W piątkowy wieczór w ramach Pucharu Anglii zespół Debry County podejmował na własnym obiekcie wyżej notowany Leicester City. Mecz zakończył się remisem 2:2.
Pierwsza bramka dla gości padła już w 21. minucie po kuriozalnym trafieniu samobójczym Darrena Benta. Ten sam zawodnik zdobył tego wieczora drugą bramkę. Tym razem do właściwej bramki w 21. minucie. Natomiast Craig Bryson w 40. minucie podwyższył prowadzenie gospodarzy. Jednobramkowa przewaga gospodarzy utrzymywała się do 86. minuty. Wtedy Wes Morgan doprowadził do wyrównania. Mecz rewanżowy odbędzie się już na King Power Stadium.

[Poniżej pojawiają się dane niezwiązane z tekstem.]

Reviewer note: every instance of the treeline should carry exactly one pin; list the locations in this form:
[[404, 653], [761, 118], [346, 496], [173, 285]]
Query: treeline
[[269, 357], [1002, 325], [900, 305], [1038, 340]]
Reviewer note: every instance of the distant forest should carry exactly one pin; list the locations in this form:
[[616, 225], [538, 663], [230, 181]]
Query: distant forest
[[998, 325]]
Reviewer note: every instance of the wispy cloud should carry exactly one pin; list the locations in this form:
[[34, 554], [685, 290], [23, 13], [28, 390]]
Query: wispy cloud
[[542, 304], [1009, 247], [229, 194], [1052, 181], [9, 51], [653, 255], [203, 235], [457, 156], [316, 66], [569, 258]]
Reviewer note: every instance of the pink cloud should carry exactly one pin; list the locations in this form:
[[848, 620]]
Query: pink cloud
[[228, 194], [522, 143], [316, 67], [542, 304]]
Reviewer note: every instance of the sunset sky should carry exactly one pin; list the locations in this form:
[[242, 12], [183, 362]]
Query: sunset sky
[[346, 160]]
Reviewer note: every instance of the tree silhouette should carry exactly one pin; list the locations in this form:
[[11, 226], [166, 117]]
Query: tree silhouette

„Było bardzo ważne, by nie przegrać. Ciężko walczyliśmy o wyrównanie. Jestem usatysfakcjonowany. Myślę, że zasłużyliśmy na remis. Dobrze zaczęliśmy, strzeliliśmy gola, a nagle Derby oddało strzał na bramkę i zdobyło gola. Oddali drugi strzał i zdobyli kolejnego. Po tym zrobiło się nerwowo. W drugiej połowie stwarzaliśmy sobie okazje. Jestem bardzo zadowolony z naszego podejścia, pokazaliśmy charakter. Kibice bardzo nas wspierali. Byłem bardzo skoncentrowany na tym meczu, nie myślałem o rynku transferowym. Teraz myślę o spotkaniu z Burnley. Oczywiście porozmawiam z dyrektorem sportowym, czy jest na coś szansa. Jeśli nie, w porządku” – powiedział Claudio Ranieri po ostatnim gwizdku sędziego na łamach oficjalnej strony internetowej Mistrza Anglii.